I’ve been part of projects that failed in part because we tried to port a stale strategy and stale content to a fresh site. We broke the new site before it even launched. Don’t try to make Drupal 8 behave like your old site: embrace the change.

Nonprofits Drive Innovation in Online Communications

I spent ten years working at a nonprofit organization wishing I had the kinds of resources that large corporations can put toward their marketing efforts. A nonprofit the organization’s web site and related marketing are usually seen as overhead, and overhead is bad, therefore budgets limited. Nonprofit budgets are tight in general which doesn’t leave a lot of extra room for fancy services, tools, and consultants.

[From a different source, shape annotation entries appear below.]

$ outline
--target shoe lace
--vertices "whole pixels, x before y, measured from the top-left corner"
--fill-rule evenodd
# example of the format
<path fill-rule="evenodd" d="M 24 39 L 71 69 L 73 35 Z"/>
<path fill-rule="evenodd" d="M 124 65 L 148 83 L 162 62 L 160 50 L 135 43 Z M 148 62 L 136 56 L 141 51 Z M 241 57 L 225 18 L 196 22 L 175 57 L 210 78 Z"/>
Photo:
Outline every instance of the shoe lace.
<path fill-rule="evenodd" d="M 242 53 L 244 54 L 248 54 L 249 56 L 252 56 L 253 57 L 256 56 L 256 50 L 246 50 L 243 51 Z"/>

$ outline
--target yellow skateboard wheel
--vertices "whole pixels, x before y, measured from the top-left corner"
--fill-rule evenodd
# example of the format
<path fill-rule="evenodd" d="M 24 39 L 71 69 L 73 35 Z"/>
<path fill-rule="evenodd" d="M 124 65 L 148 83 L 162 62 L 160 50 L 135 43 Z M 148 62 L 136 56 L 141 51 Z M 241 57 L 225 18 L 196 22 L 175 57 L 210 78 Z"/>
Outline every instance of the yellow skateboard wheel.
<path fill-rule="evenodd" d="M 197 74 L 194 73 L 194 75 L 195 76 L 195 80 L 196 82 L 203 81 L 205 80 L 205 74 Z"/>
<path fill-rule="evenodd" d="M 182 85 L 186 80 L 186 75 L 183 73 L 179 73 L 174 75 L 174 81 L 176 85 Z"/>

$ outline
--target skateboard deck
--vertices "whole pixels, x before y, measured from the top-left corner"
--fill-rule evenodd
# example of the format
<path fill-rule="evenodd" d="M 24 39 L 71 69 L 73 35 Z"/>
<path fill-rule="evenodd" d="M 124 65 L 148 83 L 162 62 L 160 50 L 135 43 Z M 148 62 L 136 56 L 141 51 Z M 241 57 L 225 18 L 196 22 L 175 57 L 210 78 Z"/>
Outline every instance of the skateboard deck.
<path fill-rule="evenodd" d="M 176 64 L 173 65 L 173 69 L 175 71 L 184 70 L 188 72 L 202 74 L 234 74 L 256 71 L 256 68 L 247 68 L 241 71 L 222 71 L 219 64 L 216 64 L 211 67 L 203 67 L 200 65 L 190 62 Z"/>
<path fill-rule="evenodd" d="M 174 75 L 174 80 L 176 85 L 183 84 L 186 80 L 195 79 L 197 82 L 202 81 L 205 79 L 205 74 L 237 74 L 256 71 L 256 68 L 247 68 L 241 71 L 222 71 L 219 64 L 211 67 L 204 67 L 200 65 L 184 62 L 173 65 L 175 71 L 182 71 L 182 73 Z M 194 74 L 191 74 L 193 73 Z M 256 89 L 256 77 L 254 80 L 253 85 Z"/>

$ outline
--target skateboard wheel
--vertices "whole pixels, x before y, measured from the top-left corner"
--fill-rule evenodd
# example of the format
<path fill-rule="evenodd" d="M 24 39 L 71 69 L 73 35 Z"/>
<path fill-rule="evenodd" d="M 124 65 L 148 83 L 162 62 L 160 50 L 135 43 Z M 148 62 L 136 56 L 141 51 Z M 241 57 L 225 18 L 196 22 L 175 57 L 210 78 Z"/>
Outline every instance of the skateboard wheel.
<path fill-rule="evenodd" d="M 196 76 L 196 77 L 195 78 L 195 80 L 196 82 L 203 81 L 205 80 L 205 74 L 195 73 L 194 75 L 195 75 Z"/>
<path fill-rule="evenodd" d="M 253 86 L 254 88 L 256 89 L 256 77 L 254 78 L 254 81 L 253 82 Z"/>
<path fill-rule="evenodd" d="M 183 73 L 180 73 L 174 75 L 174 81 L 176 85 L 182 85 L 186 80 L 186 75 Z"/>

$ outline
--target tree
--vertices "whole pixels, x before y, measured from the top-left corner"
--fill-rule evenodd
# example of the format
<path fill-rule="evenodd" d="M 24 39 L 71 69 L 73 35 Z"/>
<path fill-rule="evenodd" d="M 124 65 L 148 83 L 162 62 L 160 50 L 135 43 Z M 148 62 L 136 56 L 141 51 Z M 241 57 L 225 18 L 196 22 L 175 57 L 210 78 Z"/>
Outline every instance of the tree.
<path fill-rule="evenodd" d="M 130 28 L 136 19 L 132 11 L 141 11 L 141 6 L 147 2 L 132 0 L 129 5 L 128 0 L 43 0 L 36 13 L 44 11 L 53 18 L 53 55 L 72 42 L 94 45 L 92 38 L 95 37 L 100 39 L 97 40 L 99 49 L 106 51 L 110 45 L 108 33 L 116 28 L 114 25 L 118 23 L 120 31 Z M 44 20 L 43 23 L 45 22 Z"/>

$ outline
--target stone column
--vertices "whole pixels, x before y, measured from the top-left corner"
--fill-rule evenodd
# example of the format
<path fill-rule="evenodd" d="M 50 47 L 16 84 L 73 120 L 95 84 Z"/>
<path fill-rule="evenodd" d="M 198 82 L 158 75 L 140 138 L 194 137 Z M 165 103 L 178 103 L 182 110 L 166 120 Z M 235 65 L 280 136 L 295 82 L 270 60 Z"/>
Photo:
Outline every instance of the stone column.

Then I started to work with large corporations. Turns out, all that money doesn’t necessarily bring you people who know how to spend it well.  Yes the margins are bigger, and there is less complaining about the basic costs of doing business, but when it comes right down to it they aren’t any more strategic than a small scrappy team of people in the communications department of any organization large enough to have a communications team.

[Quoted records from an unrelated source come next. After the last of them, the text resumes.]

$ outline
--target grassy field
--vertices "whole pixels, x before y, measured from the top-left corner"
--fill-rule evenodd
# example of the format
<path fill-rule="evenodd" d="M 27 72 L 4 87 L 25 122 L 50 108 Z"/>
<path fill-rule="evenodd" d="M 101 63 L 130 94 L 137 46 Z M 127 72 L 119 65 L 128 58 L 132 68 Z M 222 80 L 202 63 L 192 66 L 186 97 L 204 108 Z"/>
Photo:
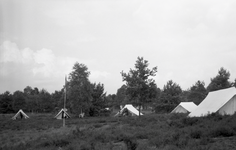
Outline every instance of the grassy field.
<path fill-rule="evenodd" d="M 183 114 L 138 117 L 71 118 L 0 115 L 0 149 L 16 150 L 233 150 L 236 115 L 187 118 Z"/>

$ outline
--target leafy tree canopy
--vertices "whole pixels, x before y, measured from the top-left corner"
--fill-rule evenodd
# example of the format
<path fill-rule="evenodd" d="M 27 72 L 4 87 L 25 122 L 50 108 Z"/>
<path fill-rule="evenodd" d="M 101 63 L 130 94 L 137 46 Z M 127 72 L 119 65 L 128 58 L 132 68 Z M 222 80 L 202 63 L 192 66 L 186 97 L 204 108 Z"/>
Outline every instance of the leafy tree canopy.
<path fill-rule="evenodd" d="M 143 105 L 153 96 L 152 87 L 156 86 L 154 77 L 157 73 L 157 67 L 148 68 L 149 63 L 143 57 L 138 57 L 134 69 L 128 73 L 121 72 L 122 80 L 126 82 L 127 95 L 139 106 Z"/>
<path fill-rule="evenodd" d="M 210 84 L 207 86 L 207 91 L 211 92 L 231 87 L 232 83 L 229 82 L 229 78 L 229 71 L 221 67 L 216 77 L 211 79 Z"/>

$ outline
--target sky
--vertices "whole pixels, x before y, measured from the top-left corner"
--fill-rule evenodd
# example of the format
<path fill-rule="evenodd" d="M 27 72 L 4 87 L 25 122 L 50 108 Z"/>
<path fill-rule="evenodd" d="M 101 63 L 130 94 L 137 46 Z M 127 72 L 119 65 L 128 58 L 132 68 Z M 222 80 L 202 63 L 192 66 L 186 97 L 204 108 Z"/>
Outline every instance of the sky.
<path fill-rule="evenodd" d="M 159 88 L 236 78 L 234 0 L 0 0 L 0 93 L 61 90 L 73 65 L 116 94 L 138 57 Z"/>

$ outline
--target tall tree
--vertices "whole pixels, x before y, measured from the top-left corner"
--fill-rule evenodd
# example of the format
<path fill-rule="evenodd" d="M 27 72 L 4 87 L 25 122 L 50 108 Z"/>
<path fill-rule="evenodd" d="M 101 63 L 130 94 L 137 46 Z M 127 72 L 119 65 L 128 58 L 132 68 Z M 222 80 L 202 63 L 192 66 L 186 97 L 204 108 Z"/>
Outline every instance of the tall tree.
<path fill-rule="evenodd" d="M 90 106 L 90 116 L 100 115 L 100 110 L 105 108 L 105 96 L 103 84 L 91 84 L 92 86 L 92 105 Z"/>
<path fill-rule="evenodd" d="M 47 90 L 42 89 L 39 91 L 39 99 L 41 112 L 50 112 L 53 110 L 51 95 Z"/>
<path fill-rule="evenodd" d="M 207 86 L 207 91 L 211 92 L 231 87 L 232 83 L 229 81 L 229 78 L 229 71 L 221 67 L 216 77 L 211 79 L 210 84 Z"/>
<path fill-rule="evenodd" d="M 9 91 L 0 95 L 0 112 L 1 113 L 9 113 L 13 112 L 12 109 L 12 101 L 13 97 Z"/>
<path fill-rule="evenodd" d="M 71 111 L 80 114 L 81 111 L 89 113 L 89 107 L 92 104 L 92 87 L 88 79 L 90 72 L 87 66 L 76 62 L 72 72 L 69 74 L 67 85 L 67 103 Z"/>
<path fill-rule="evenodd" d="M 155 80 L 150 77 L 156 75 L 157 67 L 149 69 L 148 66 L 147 60 L 138 57 L 134 69 L 130 69 L 128 73 L 121 72 L 122 79 L 126 82 L 127 94 L 139 106 L 139 113 L 141 105 L 144 105 L 152 97 L 150 89 L 155 85 Z"/>
<path fill-rule="evenodd" d="M 195 104 L 200 104 L 202 100 L 206 97 L 207 90 L 205 88 L 204 81 L 197 81 L 195 85 L 193 85 L 188 94 L 188 101 L 194 102 Z"/>
<path fill-rule="evenodd" d="M 169 80 L 167 84 L 164 85 L 160 100 L 165 104 L 177 105 L 181 101 L 181 93 L 181 87 L 172 80 Z"/>
<path fill-rule="evenodd" d="M 122 85 L 116 92 L 116 97 L 114 101 L 115 108 L 120 108 L 120 105 L 125 105 L 128 102 L 126 95 L 127 86 Z"/>
<path fill-rule="evenodd" d="M 13 93 L 13 103 L 12 108 L 16 112 L 19 109 L 25 109 L 26 108 L 26 98 L 23 92 L 21 91 L 15 91 Z"/>

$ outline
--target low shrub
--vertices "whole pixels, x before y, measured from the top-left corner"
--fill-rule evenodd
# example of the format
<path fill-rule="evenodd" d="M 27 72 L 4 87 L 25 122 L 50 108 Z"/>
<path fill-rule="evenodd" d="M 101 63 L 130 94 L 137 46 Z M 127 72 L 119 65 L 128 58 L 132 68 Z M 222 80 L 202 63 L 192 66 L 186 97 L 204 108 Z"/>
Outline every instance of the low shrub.
<path fill-rule="evenodd" d="M 228 126 L 217 126 L 216 128 L 210 131 L 209 135 L 211 137 L 230 137 L 235 135 L 235 132 L 232 128 Z"/>

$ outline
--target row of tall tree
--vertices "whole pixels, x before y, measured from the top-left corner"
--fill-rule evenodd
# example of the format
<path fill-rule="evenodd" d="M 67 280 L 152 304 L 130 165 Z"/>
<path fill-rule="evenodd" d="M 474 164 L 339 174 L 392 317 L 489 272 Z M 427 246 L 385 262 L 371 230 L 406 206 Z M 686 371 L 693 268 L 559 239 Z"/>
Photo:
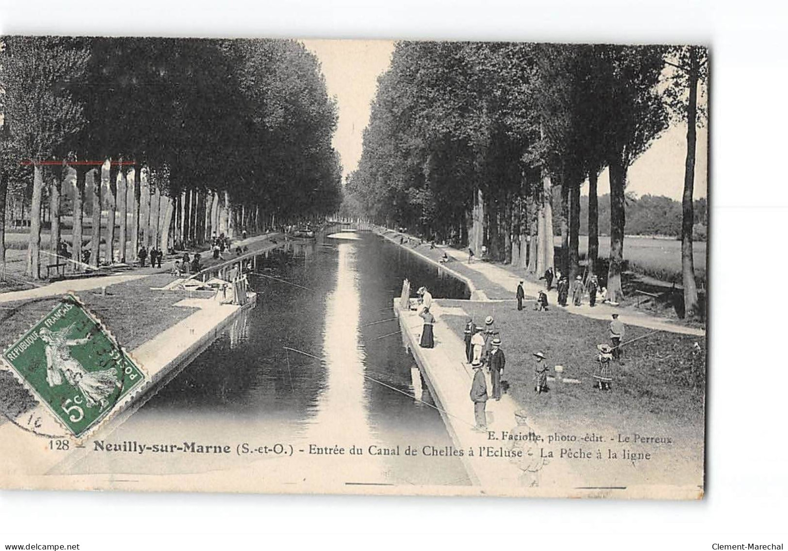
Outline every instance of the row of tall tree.
<path fill-rule="evenodd" d="M 0 88 L 0 238 L 10 188 L 29 199 L 32 278 L 46 199 L 53 249 L 65 216 L 95 264 L 341 202 L 335 102 L 295 41 L 6 36 Z"/>
<path fill-rule="evenodd" d="M 627 169 L 671 117 L 687 119 L 691 129 L 682 237 L 692 271 L 697 93 L 705 56 L 700 47 L 398 43 L 347 191 L 380 223 L 467 244 L 477 254 L 485 245 L 492 260 L 535 273 L 556 262 L 557 216 L 558 262 L 574 280 L 580 188 L 589 182 L 590 276 L 599 250 L 597 183 L 608 168 L 607 286 L 618 301 Z M 553 213 L 556 192 L 561 206 Z M 686 304 L 694 315 L 690 279 L 694 297 Z"/>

This shouldn’t have been a surprise.  A great deal has been written about start-up culture and ways to help companies recreate the energy, passion, and creativity of their lean early days.  And there has been a great deal written about impostor syndrome which nonprofit communications staff tend to have in spades.

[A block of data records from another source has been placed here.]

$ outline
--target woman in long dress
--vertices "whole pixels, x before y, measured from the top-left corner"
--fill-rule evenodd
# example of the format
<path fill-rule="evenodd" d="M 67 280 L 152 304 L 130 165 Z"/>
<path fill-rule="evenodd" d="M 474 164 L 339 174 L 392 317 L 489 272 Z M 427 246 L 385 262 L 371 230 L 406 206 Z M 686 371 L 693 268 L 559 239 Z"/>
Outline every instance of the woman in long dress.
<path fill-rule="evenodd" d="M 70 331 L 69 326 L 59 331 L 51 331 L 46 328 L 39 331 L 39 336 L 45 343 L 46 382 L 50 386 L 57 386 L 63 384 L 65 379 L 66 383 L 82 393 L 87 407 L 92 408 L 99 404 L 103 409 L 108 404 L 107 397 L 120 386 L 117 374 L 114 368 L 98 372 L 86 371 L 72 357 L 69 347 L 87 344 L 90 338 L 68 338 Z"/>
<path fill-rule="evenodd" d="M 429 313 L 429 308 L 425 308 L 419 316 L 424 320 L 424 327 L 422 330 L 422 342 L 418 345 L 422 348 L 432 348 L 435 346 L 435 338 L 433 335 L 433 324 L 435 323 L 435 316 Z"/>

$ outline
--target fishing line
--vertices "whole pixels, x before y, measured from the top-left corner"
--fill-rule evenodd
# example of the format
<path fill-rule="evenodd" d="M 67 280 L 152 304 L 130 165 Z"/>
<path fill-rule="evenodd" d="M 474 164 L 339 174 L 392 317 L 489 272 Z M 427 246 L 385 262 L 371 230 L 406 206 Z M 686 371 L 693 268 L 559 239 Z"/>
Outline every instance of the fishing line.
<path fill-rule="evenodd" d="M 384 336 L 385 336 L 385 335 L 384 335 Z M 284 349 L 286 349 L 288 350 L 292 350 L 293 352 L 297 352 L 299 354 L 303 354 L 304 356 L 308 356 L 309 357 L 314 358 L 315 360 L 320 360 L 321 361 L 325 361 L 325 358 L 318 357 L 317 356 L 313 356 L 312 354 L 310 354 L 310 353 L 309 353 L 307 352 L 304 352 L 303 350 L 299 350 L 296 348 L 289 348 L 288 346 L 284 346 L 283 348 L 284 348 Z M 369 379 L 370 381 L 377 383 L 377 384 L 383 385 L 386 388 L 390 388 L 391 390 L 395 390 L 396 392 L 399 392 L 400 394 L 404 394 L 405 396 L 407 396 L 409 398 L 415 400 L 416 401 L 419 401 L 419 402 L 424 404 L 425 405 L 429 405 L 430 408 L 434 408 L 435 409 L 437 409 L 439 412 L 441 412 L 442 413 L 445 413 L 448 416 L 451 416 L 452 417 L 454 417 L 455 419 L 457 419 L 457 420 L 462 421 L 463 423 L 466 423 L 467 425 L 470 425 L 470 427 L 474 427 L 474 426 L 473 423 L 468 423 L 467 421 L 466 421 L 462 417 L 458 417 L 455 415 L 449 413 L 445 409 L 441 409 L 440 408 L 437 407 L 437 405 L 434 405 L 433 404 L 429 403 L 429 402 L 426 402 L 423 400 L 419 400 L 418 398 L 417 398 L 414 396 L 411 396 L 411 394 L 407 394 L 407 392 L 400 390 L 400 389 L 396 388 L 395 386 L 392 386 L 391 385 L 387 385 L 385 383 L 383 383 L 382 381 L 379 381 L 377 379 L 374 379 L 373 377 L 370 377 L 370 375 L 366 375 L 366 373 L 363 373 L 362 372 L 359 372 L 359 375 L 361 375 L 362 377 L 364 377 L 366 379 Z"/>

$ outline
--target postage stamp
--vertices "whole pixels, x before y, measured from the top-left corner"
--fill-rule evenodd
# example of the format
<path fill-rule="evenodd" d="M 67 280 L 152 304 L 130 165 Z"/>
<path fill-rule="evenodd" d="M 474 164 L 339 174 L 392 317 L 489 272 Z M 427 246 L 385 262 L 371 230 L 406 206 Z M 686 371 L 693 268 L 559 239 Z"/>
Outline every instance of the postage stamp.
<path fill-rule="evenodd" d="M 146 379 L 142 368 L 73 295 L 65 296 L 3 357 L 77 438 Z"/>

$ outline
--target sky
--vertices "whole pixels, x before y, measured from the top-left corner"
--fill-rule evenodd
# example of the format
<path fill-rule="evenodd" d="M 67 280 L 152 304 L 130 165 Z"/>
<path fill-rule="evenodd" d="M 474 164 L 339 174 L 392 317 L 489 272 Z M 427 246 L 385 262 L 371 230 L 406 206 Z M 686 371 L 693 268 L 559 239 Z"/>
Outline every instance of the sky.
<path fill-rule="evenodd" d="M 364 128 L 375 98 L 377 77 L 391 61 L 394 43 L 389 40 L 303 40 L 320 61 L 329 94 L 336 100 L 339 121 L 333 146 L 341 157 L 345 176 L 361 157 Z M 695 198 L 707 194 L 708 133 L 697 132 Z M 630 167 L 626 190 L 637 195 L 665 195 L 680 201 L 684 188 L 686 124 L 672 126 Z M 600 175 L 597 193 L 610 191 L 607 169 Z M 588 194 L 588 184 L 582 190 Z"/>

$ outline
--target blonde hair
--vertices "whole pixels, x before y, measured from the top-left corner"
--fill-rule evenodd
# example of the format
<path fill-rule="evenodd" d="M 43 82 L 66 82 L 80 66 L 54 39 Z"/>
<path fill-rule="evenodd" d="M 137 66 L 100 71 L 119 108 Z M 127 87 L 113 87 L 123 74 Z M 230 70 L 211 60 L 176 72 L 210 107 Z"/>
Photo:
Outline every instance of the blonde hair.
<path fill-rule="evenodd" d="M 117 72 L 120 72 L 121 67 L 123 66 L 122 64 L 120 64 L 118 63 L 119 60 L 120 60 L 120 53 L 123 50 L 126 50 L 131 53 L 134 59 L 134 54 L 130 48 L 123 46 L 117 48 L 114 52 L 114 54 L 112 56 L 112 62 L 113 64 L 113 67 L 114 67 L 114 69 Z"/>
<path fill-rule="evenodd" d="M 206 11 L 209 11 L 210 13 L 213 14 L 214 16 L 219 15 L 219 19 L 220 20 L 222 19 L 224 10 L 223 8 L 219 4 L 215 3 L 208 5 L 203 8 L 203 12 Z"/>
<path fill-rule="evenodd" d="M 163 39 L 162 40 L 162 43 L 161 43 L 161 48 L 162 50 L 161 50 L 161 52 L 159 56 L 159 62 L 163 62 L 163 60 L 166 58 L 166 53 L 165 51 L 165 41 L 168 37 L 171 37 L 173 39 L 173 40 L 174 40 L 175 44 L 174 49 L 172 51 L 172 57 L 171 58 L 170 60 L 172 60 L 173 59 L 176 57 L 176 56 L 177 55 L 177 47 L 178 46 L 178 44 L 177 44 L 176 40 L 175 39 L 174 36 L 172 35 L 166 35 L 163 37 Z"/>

Of course I’m speaking here in sweeping generalities about two massive groups, but here is what I’ve seen working with both nonprofits and for-profits:

  1. As a group nonprofit staff are there because they care about the cause(s) of the organization, and they are driven to help the organization succeed despite their lack of resources.
  2. The lack of resources — both in terms of time and money — forces NPOs to find creative solutions to their problems. They moved aggressively into social media because it was a free way to spread their message: companies then used the lessons learned by nonprofits to craft their early engagements with social media.
  3. Due to corporate donations, nonprofits actually have access to the best software tools money can buy. Salesforce, NetSuite, Google, Microsoft, Adobe, and others give nonprofits amazing discounts that allow them access to tools companies twice their size can barely afford. I used to (legally) get $20,000 server packages from Microsoft of $200. Google gives $10,000/month ad-word grants. SalesForce and NetSuite provide amazing tools at amazing prices.
  4. Nonprofits are right to believe if they had access to better tools and more money they could do even better. Tools written for nonprofits tend to be second rate (look at the vast majority of fundraising toolkits), and they are held back in the places where they need specialized software. I have friends that write this stuff, they work hard, but with literally billions less in resources they have a big hill to climb.
  5. Organizations like N-TEN have been helping nonprofits learn from each other and from the best of the for-profit world for nearly 15 years.  That community has benefited thought leaders like Beth Kanter, John Kenyon, Ryan Ozimek, and others who help NPOs focus on their goals instead of their tools.
  6. For-profit marketing staff do not believe they have anything to learn from nonprofits, and are often making mistakes that the subject of basic talks at conferences like NTC 5 years ago.

Nonprofits often struggle to figure out the right way to leverage new tools because they try to leverage them first. When traditional companies start trying to market in new spaces they sometimes make it look easy because they have a path to follow.  A path broken by nonprofits.